Answer: We agree and have added this limitation to the results (page 9, lines 222-224) and discussion sections (page 15, lines 349 ff.). Neoadjuvant chemotherapy in HGSOC is not recommended within German treatment standards [1-5]. Therefore, it is assumable that the majority of patients did not receive it. In our cohort, definitive information on neoadjuvant chemotherapy is available in 184 patients only. Of these patients, only 2 received neoadjuvant chemotherapy, which reflects the uncommon application of it. Therefore, we could not include this factor into the multivariate survival analysis but at least our data shouldn’t hold a strong bias.

7. In addition, it should also be explained how in the case of IDS, the possible use of HIPEC may impact OS and tumor molecular expression (pls see PMID: 32715605; PMID: 32931024. The absence of data regarding the distribution of these approaches between the two patient groups may represent a Bias and should also be reported in the results if possible.

Answer: This is a very interesting aspect. In our center HIPEC is not applied on a regular basis, therefore we were not able to generate data on this issue.

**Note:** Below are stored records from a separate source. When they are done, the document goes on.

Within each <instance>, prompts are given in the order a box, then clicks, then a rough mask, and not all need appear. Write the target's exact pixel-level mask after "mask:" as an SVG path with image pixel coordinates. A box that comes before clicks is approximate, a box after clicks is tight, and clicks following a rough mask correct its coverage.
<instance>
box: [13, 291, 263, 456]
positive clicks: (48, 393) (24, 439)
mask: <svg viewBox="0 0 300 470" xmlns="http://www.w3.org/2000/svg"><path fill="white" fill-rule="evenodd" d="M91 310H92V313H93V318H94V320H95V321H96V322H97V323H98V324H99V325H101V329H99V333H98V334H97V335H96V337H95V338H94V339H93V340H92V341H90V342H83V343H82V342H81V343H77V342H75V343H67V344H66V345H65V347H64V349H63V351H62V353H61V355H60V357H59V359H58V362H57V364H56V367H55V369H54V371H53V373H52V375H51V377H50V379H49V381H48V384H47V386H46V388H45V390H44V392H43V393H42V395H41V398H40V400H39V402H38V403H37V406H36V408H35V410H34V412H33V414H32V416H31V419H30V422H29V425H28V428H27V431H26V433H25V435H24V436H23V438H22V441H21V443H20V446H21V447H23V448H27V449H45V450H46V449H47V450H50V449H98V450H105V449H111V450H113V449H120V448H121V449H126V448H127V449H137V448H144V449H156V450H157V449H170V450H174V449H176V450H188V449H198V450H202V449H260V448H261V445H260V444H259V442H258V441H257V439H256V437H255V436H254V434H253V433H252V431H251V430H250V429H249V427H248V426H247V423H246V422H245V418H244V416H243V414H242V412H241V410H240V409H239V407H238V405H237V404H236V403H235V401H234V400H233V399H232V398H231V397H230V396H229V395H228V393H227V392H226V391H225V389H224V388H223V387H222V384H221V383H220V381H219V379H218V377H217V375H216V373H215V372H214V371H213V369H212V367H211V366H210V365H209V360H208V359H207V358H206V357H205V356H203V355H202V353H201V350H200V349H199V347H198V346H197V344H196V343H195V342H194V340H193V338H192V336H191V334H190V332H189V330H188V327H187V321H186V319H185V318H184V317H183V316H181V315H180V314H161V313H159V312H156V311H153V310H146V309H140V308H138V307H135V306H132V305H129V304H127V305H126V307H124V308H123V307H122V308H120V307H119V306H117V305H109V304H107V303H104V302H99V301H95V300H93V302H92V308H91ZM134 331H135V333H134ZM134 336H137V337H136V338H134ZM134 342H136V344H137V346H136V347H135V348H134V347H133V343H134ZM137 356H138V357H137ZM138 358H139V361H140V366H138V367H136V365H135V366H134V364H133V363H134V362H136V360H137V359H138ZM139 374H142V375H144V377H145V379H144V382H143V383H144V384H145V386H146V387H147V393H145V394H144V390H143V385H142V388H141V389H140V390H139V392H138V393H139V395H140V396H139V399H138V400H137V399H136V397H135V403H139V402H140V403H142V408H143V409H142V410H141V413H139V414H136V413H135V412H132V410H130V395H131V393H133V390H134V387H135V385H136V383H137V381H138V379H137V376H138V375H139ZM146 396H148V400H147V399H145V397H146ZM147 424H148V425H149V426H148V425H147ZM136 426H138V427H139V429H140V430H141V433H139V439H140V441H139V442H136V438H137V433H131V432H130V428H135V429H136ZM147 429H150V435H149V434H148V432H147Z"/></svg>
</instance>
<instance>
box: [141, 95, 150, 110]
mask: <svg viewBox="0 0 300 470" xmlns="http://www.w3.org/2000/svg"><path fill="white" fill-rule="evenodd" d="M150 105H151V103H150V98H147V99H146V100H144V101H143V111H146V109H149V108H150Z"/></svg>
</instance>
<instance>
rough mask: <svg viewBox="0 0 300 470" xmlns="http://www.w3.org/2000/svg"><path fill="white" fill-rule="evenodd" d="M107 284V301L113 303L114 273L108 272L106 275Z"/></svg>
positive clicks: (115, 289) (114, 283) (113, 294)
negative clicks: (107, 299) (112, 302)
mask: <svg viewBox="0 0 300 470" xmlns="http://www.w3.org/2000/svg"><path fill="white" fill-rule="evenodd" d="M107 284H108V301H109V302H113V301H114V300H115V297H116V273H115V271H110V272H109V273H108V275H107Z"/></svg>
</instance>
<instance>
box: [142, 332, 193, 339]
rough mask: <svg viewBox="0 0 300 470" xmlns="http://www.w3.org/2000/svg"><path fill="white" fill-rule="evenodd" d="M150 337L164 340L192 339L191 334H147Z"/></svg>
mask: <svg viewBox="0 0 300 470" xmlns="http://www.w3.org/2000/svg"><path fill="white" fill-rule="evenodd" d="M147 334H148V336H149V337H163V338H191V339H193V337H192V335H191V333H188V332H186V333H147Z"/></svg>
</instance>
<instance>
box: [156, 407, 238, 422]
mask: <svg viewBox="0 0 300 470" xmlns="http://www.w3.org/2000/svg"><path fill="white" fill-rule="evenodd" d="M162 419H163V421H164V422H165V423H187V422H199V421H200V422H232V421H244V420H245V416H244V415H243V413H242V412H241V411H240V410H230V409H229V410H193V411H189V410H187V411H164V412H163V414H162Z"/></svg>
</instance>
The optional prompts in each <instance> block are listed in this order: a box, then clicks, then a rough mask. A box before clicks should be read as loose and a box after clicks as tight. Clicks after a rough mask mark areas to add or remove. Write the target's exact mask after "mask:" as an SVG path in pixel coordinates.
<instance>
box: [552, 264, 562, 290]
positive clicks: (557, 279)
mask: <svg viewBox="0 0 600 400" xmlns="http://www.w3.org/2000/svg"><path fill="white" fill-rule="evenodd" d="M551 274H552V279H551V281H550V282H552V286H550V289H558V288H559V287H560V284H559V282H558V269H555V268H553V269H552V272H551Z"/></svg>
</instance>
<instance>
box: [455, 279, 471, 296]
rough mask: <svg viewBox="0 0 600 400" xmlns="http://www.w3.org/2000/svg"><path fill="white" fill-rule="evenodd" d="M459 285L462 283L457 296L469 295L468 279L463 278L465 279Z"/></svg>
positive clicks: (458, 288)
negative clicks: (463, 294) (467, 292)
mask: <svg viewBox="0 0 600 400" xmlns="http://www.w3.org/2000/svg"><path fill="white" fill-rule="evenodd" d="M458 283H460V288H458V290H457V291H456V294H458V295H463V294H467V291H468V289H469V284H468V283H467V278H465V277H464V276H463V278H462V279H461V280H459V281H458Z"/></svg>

It would be very interesting, to examine, how RGS2 is modulated by HIPEC therapy in HGSOC or even whether future intraperitoneal application of GPCR- and RGS2 directed therapy could potentially have a potent effect on ovarian cancer that has not metastasized beyond the peritoneal cavity. We have added this aspect to the discussion and listed the interesting references that you mentioned (page 15, lines 349-351).

8. Likewise, it should also be emphasized that it is not the object of the study to weigh the weight that the various mRNA modifications present in the ETM may exert. However, to improve the quality of the writing, it would be necessary to report this as a possible bias and contextualize it with the existing literature (pls see PMID: 21435174; PMID: 33228245; PMID: 17269733; PMID: 27249598).

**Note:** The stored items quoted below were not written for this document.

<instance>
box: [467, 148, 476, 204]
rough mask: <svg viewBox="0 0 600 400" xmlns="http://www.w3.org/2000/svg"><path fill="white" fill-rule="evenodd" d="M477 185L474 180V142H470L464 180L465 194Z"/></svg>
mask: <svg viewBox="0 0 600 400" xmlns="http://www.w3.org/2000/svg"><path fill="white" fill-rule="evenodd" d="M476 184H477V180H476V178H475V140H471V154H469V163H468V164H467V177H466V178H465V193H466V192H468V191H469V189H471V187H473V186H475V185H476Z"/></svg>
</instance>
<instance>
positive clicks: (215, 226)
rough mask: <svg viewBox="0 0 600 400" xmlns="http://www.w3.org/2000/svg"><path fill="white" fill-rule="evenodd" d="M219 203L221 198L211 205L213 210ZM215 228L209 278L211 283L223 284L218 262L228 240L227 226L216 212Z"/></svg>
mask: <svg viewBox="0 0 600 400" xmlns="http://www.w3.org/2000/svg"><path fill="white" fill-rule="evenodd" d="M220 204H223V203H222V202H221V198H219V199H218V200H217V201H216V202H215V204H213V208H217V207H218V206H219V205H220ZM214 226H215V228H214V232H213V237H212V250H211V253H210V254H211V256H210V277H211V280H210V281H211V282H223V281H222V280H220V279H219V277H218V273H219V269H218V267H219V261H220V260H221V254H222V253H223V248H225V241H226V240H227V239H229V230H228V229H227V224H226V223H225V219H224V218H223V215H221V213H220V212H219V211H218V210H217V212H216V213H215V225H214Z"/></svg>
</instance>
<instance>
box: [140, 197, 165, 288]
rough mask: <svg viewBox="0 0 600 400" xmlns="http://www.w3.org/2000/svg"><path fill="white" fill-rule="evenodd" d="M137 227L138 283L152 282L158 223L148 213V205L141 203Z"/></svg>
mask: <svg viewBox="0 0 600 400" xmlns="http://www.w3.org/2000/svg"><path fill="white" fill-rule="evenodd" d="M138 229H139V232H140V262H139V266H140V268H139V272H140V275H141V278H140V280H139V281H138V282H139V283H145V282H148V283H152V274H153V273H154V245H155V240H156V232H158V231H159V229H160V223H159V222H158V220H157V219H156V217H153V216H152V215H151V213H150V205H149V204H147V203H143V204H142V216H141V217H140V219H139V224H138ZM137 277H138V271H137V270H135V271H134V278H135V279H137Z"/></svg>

Answer: We have added these aspects and the related literature to the discussion (page 15, lines 346-348).

 

References

1. German S3 guideline, version 5.1 for therapy and aftercare of malignant ovarian cancer, page 76 , available at https://www.leitlinienprogramm-onkologie.de/leitlinien/ovarialkarzinom/, accessed: 2.9.2022

2. Vergote, I., et al., Neoadjuvant chemotherapy or primary surgery in stage IIIC or IV ovarian cancer. N Engl J Med, 2010. 363(10): p. 943-53.

3. van der Burg, M.E., et al., The effect of debulking surgery after induction chemotherapy on the prognosis in advanced epithelial ovarian cancer. Gynecological Cancer Cooperative Group of the European Organization for Research and Treatment of Cancer. N Engl J Med, 1995. 332(10): p. 629-34

4. Rose PG, et al., A phase III randomized study of interval secondary cytoreduction in patients with advanced stage ovarian carcinoma with suboptimal residual disease: a Gynecologic Oncology Group study. ASCO, 2002.

5. Redman, C.W., et al., Intervention debulking surgery in advanced epithelial ovarian cancer. Br J Obstet Gynaecol, 1994. 101(2): p. 142-6.

Round 2

Reviewer 4 Report

Dear Authors,

Thank You for the slight corrections, which improved the quality of the article.